15 Feb
2009

Performance Rules Of Thumb

Category:General PostTag: :

A lot of developers deal with performance differently. Some care too much, trying to optimize every single piece of code they write. Some care too little, not thinking about performance at all until it is proven to be a problem. I think both of these approaches suck and usually try to find a healthy balance between them.

Below is a list of rules of thumb that i always try to keep in mind. Keep in mind that these are just rules of thumb… they are not rules that never should be broken, nor are they applicable to each and every situation. In general though, i do believe that if you keep these in mind you can avoid serious performance issues and the need to do heavy architectural refactoring in the long run. So without further ado, these are the performance-related things that i do care about while i’m writing my code:

  • Be careful with anything that goes out of process (web/wcf service calls, database calls, external systems/components, …). The cost of these calls is often higher than you’d imagine and might not become noticeable until the load on your system increases, or when you start executing these calls in long loops.
  • Fetch your data in a smart manner… Never retrieve data in a loop, but retrieve it outside of the loop in a more coarse-grained manner. Sometimes it makes sense to use some joins to retrieve data, but in other cases you’re better off with executing separate queries to avoid retrieving large Cartesian products. If your data layer implements caching in some way, use it in a smart manner
  • Dispose objects that need it as soon as possible… Not doing this could lead to costly dangling resources and/or memory leaks… if this eventually leads to swapping/paging you end up with abysmal performance
  • Don’t transfer more data than you need to. Whether you’re sending data over a service or you’re pushing HTML to a browser, your total bandwidth and/or the client’s download speed is usually limited so this could lead to slowdowns that you can often avoid. Note that i don’t recommend making everything as compact as possible, but a little bit of common sense can go a long way here.
  • Don’t go crazy with multi-threading and asynchronous operations. While these can generally help a lot when it comes to responsiveness (and thus, the perceived ‘slowness’ of your application) they aren’t always the perfect solution. I once saw an ‘architect’ run a data import process (which had to insert that data in a remote database) over 64 threads, because it was too slow in one thread. He was surprised to see that his 64-thread solution wasn’t faster than his single-threaded version. I wasn’t surprised at all… I suggested getting rid of the multi-threading and to batch the insert statements, which improved the situation greatly.
  • Don’t hold on to large sets of data for too long. A large set of data could be a lot of database records, but it could just as well be a lot of strings, or just other objects in general. Keeping these in memory for a long time prevents them from being garbage collected as soon as they can be, which can greatly increase memory pressure in your system. Be especially careful with long-running loops that iterate over large sets of data. If you no longer need the data after you’ve left the loop, you’re often better off getting rid of each item in the set as you’re done processing it.

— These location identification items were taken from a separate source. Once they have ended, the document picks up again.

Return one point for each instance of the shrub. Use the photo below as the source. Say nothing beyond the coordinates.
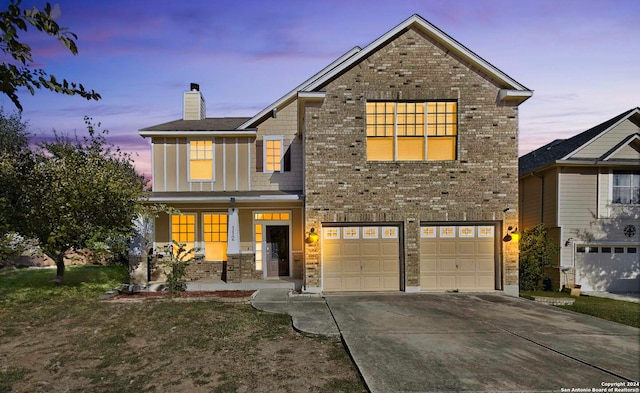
(536, 252)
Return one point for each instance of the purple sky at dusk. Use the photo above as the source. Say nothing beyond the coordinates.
(581, 58)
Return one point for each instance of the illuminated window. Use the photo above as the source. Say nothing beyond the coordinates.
(258, 246)
(428, 232)
(370, 232)
(389, 232)
(275, 216)
(447, 232)
(201, 160)
(350, 233)
(183, 231)
(215, 237)
(331, 233)
(273, 154)
(626, 188)
(466, 231)
(396, 131)
(485, 231)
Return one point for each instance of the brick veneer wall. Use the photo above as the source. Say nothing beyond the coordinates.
(341, 186)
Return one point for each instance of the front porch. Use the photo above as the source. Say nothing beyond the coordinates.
(219, 285)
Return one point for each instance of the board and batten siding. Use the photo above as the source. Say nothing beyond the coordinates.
(285, 124)
(608, 141)
(231, 165)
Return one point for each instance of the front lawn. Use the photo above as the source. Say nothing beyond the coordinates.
(65, 339)
(627, 313)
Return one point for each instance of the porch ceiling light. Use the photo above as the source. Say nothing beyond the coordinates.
(313, 237)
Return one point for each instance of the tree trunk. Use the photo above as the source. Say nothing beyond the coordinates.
(59, 268)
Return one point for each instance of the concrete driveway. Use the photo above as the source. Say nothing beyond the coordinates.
(482, 342)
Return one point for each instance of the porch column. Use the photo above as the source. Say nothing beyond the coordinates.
(234, 263)
(233, 232)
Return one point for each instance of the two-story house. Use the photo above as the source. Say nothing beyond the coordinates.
(586, 192)
(392, 169)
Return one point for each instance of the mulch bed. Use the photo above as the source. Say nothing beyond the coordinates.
(232, 296)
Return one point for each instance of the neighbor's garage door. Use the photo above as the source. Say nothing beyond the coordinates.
(608, 268)
(457, 257)
(361, 258)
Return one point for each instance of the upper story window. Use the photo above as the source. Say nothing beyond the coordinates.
(626, 188)
(412, 131)
(272, 154)
(200, 160)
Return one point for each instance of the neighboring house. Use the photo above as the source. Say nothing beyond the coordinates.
(586, 191)
(392, 169)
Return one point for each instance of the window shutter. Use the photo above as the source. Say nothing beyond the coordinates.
(259, 156)
(287, 160)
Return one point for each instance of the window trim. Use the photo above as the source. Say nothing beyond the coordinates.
(425, 132)
(265, 162)
(213, 160)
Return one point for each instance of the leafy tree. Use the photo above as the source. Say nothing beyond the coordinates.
(536, 252)
(81, 190)
(16, 161)
(20, 73)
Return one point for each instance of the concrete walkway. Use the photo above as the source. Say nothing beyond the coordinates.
(482, 343)
(309, 313)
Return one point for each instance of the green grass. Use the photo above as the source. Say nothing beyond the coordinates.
(627, 313)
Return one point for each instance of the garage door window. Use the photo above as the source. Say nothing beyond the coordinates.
(428, 232)
(466, 232)
(331, 233)
(389, 232)
(447, 232)
(370, 232)
(485, 231)
(350, 233)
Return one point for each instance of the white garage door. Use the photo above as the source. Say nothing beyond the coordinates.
(608, 268)
(457, 257)
(361, 258)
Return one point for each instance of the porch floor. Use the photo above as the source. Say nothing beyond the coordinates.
(219, 285)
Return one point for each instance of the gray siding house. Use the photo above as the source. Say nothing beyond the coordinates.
(586, 191)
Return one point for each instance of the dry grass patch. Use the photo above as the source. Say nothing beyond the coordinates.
(75, 343)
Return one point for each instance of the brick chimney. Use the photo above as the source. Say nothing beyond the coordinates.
(194, 105)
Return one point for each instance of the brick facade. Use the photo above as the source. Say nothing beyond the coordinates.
(342, 186)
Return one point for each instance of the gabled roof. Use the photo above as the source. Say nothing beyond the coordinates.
(511, 90)
(563, 149)
(208, 124)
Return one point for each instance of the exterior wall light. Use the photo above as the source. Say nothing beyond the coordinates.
(313, 237)
(512, 234)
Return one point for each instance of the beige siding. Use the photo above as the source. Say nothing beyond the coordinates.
(530, 201)
(170, 164)
(627, 152)
(246, 217)
(604, 184)
(550, 195)
(577, 208)
(606, 142)
(157, 150)
(286, 125)
(181, 169)
(243, 163)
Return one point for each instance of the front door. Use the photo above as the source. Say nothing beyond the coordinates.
(277, 250)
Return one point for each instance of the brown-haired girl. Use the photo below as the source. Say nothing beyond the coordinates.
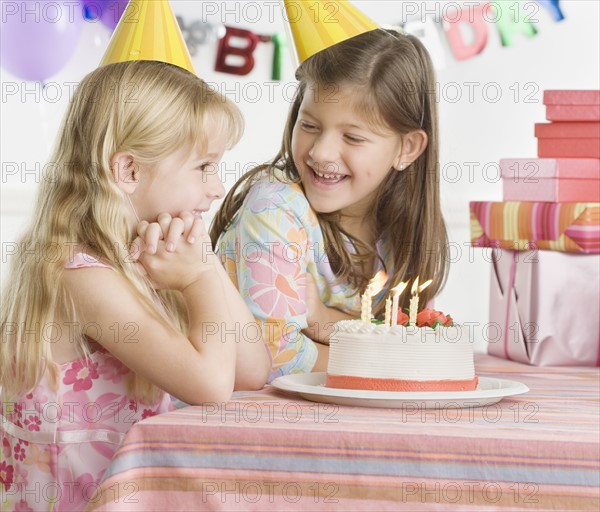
(353, 189)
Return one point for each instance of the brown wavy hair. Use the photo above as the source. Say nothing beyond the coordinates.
(394, 81)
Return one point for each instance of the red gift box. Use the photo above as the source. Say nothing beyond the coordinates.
(566, 148)
(568, 105)
(549, 179)
(544, 308)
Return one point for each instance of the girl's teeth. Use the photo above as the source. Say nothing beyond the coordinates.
(328, 176)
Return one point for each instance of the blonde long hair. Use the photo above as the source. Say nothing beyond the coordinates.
(394, 81)
(149, 109)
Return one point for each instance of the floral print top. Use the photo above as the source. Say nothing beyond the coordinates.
(58, 440)
(267, 250)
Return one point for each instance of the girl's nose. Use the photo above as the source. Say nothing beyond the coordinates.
(324, 149)
(214, 186)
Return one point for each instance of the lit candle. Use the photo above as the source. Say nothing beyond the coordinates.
(388, 311)
(374, 287)
(396, 292)
(414, 301)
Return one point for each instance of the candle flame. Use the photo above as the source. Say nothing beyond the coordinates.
(425, 285)
(415, 287)
(376, 284)
(397, 290)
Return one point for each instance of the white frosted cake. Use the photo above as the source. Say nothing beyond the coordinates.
(383, 358)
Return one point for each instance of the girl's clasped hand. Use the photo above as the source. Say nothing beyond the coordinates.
(173, 251)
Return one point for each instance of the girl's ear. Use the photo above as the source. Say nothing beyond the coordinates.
(413, 144)
(125, 171)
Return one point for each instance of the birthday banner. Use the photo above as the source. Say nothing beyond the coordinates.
(441, 32)
(36, 43)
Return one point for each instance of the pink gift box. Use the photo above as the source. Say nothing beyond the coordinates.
(557, 180)
(544, 306)
(552, 190)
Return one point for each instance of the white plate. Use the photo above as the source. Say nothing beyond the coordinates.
(311, 386)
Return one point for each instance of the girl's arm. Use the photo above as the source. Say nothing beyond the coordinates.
(252, 357)
(253, 362)
(320, 318)
(265, 253)
(196, 369)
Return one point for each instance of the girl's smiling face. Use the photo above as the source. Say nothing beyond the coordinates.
(183, 181)
(341, 160)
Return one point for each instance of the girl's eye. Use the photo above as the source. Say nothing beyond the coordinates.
(353, 139)
(308, 126)
(208, 166)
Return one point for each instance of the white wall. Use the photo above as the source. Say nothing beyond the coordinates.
(474, 131)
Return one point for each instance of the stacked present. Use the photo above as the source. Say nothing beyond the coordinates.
(545, 305)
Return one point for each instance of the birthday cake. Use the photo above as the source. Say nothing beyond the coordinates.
(433, 355)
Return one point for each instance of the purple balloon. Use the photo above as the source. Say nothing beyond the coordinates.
(109, 12)
(38, 38)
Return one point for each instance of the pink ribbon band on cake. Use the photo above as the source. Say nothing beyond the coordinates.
(373, 384)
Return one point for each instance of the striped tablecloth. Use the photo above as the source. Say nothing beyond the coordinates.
(270, 451)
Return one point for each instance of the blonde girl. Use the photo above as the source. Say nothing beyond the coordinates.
(354, 189)
(89, 346)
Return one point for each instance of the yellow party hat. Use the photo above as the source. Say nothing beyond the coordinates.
(148, 30)
(319, 24)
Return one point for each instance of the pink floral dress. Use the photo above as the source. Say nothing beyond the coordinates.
(272, 243)
(57, 442)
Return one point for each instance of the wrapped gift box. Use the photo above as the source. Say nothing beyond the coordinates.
(568, 227)
(565, 148)
(548, 179)
(567, 105)
(573, 130)
(544, 308)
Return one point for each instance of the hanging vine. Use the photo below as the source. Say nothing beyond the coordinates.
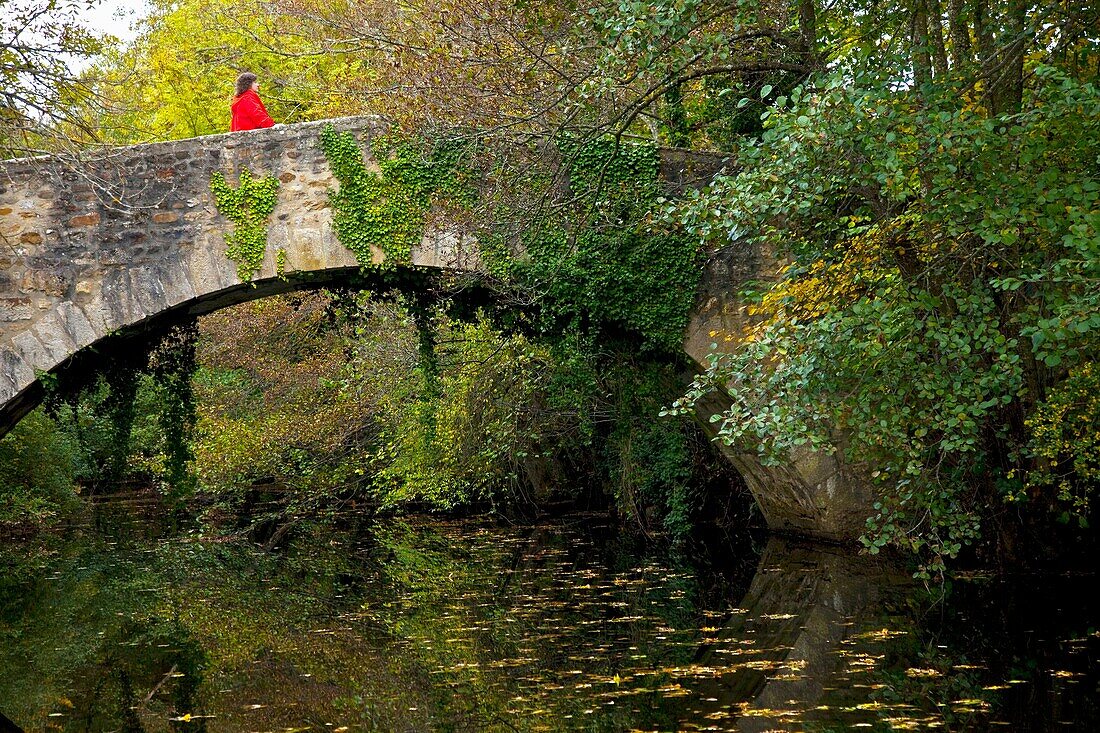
(386, 211)
(248, 207)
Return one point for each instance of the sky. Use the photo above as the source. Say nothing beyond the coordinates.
(114, 17)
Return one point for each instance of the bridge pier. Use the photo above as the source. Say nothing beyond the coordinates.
(811, 494)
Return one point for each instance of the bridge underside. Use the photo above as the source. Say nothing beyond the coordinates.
(86, 363)
(80, 273)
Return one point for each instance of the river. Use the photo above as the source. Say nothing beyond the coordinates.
(425, 624)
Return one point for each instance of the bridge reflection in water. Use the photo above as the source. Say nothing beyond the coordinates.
(468, 625)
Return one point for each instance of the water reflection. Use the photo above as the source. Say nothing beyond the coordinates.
(417, 625)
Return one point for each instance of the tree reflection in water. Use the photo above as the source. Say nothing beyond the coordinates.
(468, 625)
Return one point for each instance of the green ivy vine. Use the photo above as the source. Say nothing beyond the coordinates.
(248, 207)
(386, 210)
(604, 262)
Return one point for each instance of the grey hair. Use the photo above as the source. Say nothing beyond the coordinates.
(244, 83)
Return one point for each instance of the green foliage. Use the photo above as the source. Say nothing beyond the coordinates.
(1065, 437)
(381, 216)
(37, 471)
(248, 207)
(173, 368)
(603, 264)
(968, 248)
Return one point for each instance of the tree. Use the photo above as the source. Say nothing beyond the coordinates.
(42, 93)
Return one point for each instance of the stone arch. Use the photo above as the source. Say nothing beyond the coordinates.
(132, 237)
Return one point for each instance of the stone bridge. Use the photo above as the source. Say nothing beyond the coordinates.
(131, 238)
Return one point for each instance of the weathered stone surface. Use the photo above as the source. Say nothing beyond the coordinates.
(81, 262)
(812, 493)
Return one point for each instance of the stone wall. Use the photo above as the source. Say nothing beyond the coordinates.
(112, 242)
(121, 240)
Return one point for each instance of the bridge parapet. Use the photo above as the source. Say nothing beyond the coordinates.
(133, 233)
(91, 249)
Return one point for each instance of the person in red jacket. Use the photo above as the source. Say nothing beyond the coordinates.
(249, 111)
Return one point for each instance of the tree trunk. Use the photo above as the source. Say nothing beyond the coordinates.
(919, 33)
(807, 31)
(960, 34)
(936, 34)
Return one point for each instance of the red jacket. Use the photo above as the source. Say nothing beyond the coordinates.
(249, 113)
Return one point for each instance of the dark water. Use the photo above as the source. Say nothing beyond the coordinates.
(424, 625)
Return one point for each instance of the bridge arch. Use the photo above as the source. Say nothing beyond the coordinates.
(132, 238)
(112, 247)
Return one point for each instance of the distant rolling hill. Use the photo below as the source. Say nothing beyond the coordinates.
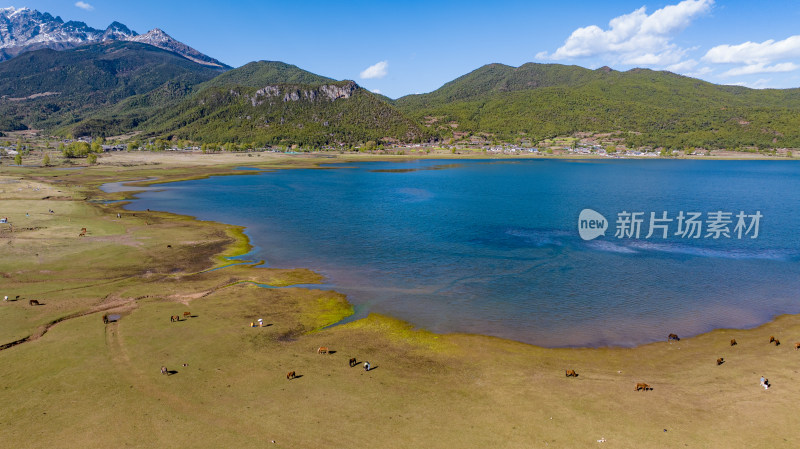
(658, 108)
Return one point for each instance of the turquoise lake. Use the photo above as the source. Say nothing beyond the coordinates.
(493, 247)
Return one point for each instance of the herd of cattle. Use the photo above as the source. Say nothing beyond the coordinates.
(641, 386)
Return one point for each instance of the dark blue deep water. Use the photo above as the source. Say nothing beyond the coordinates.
(492, 247)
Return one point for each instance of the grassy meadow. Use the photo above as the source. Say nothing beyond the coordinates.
(71, 381)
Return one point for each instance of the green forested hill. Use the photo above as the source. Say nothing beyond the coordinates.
(658, 108)
(263, 73)
(55, 89)
(283, 113)
(110, 89)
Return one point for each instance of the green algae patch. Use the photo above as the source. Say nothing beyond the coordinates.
(402, 332)
(239, 246)
(323, 309)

And that’s pretty much it… outside of the stuff listed above, i typically don’t care about performance. I try to keep my code clean and focused, and rely on profiling to identify performance hotspots. When the profiler identifies problems, they are often more easy to solve if you’ve kept your code clean than it would be if you had tried to prematurely optimize in the wrong places.

One thought on “Performance Rules Of Thumb”

  1. Excessive / incorrect use of threads is likely the biggest performance headache, and one of the top 5 debugging headaches I’ve encountered. Worker threads are Ok, and I prefer to try and keep an application responsive when the app is busy doing things, but this has to be done carefully and to suit the expected hardware.

    Generally apps performance hinges around data retrieval & presentation. The largest factor in building better performing apps is put the system under load as soon as possible. One thing I absolutely hate is having a system that hasn’t seen expected production data loads until it’s *in* production, and even after it’s in production, development teams don’t have a full-size (or even a reasonably scaled) set of (clean) data to run against.